Brooklyn-based, buzz-heavy quintet Friends opened Friday's show with a short but sweet set of beat-driven electro-pop, highlighted by the powerful vocal stylings of sultry frontwoman Samantha Urbani. With a lineup that includes two stand-up percussionists and bassist Lesley Hann, rhythm is the name of the game -- and Friends' stands out even on their oddly down-tempo cover of Ghost Town DJ’s 'My Boo' (watch a live performance here). At one point, Urbani scaled the speaker cabinet stage right, kneeling and belting away like the star she's destined to become. Friends are quite promising, if still a little green -- something that their hectic 2012 itinerary will definitely help improve.

Backed by a giant canvas featuring painted portraits of each member and basking in red floodlights, Metronomy opened their set with singers/guitarists/keyboardists Joseph Mount and Oscar Cash at the center of the stage playing an opening salvo before the duo quickly expanded with the arrival of bassist/singer Gbenga Adelekan and drummer/singer Anna Prior. The quartet launched into the rolling groove 'The Bay,' a standout from their latest album, last year's excellent 'The English Riviera.' Halfway through the tune Mount began rattling off city names -- "Cause this isn't Paris / and this isn't London / and it's not Berlin / it's not Hong Kong / not Tokyo" -- and suddenly it didn't matter where it was -- we were at a Metronomy show, and everything outside of that moot.

From there, they diligently worked through a set largely drawn from 'Riviera,' recreating the album pretty much note for note, save for a mix that cast Mounts' vocals more prominently than usual on some songs. Mount alternated between guitar and keys; for current single 'Everything Goes My Way,' he had his white Stratocaster strapped well above his belt, giving him room to maneuver a restrained half-dance as the song’s warm bass line, shuffling beat and four-part harmonies worked the sold-out crowd into a near frenzy of bopping hipster heads (watch the songs video here).
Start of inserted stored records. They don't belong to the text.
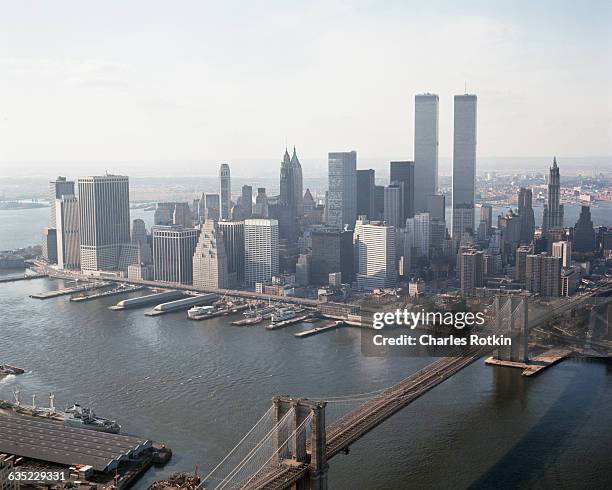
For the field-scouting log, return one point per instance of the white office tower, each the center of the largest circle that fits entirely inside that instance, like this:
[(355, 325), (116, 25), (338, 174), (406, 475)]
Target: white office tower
[(341, 206), (225, 191), (393, 203), (173, 249), (59, 188), (67, 220), (421, 233), (139, 238), (210, 259), (233, 239), (375, 244), (563, 250), (464, 165), (425, 150), (260, 250), (104, 203)]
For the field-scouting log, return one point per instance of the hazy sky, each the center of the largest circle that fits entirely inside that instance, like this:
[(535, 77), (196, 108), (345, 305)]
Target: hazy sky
[(147, 81)]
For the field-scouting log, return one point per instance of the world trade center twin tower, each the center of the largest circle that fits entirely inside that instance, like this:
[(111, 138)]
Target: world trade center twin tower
[(426, 142)]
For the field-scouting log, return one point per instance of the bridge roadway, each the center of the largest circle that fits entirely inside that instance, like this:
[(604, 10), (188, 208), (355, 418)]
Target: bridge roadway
[(351, 427)]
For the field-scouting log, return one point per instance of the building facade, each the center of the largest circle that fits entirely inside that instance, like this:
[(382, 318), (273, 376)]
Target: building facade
[(464, 165), (173, 249), (260, 250), (104, 203), (425, 150), (342, 189), (210, 264)]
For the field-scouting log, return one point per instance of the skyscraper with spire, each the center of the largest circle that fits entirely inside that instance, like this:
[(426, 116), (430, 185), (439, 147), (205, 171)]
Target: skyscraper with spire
[(553, 210), (290, 208), (225, 191)]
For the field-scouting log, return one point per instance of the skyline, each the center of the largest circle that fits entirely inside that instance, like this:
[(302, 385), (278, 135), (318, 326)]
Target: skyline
[(137, 90)]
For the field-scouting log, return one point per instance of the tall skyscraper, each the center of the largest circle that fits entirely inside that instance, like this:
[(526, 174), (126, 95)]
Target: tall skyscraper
[(552, 217), (375, 245), (290, 199), (464, 165), (342, 189), (394, 205), (260, 250), (425, 149), (225, 191), (526, 215), (563, 250), (104, 203), (173, 249), (403, 172), (543, 275), (247, 201), (584, 234), (261, 204), (471, 271), (49, 245), (332, 251), (233, 238), (365, 192), (210, 264), (139, 237), (59, 188), (67, 219)]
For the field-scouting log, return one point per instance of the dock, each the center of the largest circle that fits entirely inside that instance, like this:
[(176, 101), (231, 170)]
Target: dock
[(221, 312), (23, 277), (104, 294), (535, 364), (321, 329), (182, 304), (66, 291), (146, 300), (290, 321)]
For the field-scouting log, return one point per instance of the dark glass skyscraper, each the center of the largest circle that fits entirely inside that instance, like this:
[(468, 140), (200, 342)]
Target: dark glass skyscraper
[(365, 192), (403, 172), (553, 210), (526, 215), (464, 165)]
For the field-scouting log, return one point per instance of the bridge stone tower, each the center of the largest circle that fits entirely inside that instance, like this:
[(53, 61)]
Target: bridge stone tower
[(302, 449), (511, 319)]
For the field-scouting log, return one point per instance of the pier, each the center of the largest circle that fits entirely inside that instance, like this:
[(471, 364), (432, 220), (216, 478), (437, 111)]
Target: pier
[(104, 294), (536, 364), (23, 277), (181, 304), (290, 321), (66, 291), (321, 329), (149, 299)]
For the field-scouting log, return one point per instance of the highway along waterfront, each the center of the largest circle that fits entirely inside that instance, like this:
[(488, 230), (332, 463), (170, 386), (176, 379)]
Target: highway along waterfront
[(199, 386)]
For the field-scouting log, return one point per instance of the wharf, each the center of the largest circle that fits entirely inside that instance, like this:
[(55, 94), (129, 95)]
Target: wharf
[(112, 292), (66, 291), (316, 330), (286, 323), (217, 313), (24, 277), (535, 364)]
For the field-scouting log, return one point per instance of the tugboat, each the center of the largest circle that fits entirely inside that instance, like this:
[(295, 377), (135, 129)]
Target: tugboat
[(199, 312), (85, 418)]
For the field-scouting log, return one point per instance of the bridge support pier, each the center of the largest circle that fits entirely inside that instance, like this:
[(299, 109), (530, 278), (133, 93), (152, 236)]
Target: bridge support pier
[(295, 450), (511, 318)]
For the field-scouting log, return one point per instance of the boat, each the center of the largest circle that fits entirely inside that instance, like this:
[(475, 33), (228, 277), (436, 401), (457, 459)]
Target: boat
[(85, 418), (200, 311), (283, 314), (7, 370)]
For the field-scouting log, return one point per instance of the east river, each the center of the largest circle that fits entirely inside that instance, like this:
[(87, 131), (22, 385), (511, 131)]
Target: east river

‘Heartbreaker’ off 2008’s ‘Night Out,’ with Cash blowing on a saxophone, channeled 'Seventeen Seconds'-era Cure, while 'A Thing for Me' brought out Mount's fierce falsetto. He picked up an acoustic guitar for main set closer 'The Look' -- the band's biggest hit, gauging the reaction from the audience. When Metronomy returned for an encore, all four members gathered at the front of the stage, finally giving drummer Prior a chance to show of her purple sequined full-body jumper. It was a definite highlight of the night, second in style points only to the synchronized lightbulbs each band member wore throughout.

Metronomy have on occasion been derided in their homeland -- The Guardian somewhat infamously once called them a "budget Kraftwerk" -- but this crowd certainly wasn't buying into that (and with tickets to Kraftwerk's upcoming residency at the Museum of Modern Art fetching upwards of four digits each, who isn't a budget Kraftwerk?). It will be interesting to see what Chris Martin devotees think of them, but in the meantime, it seems safe to say that everything is going their way.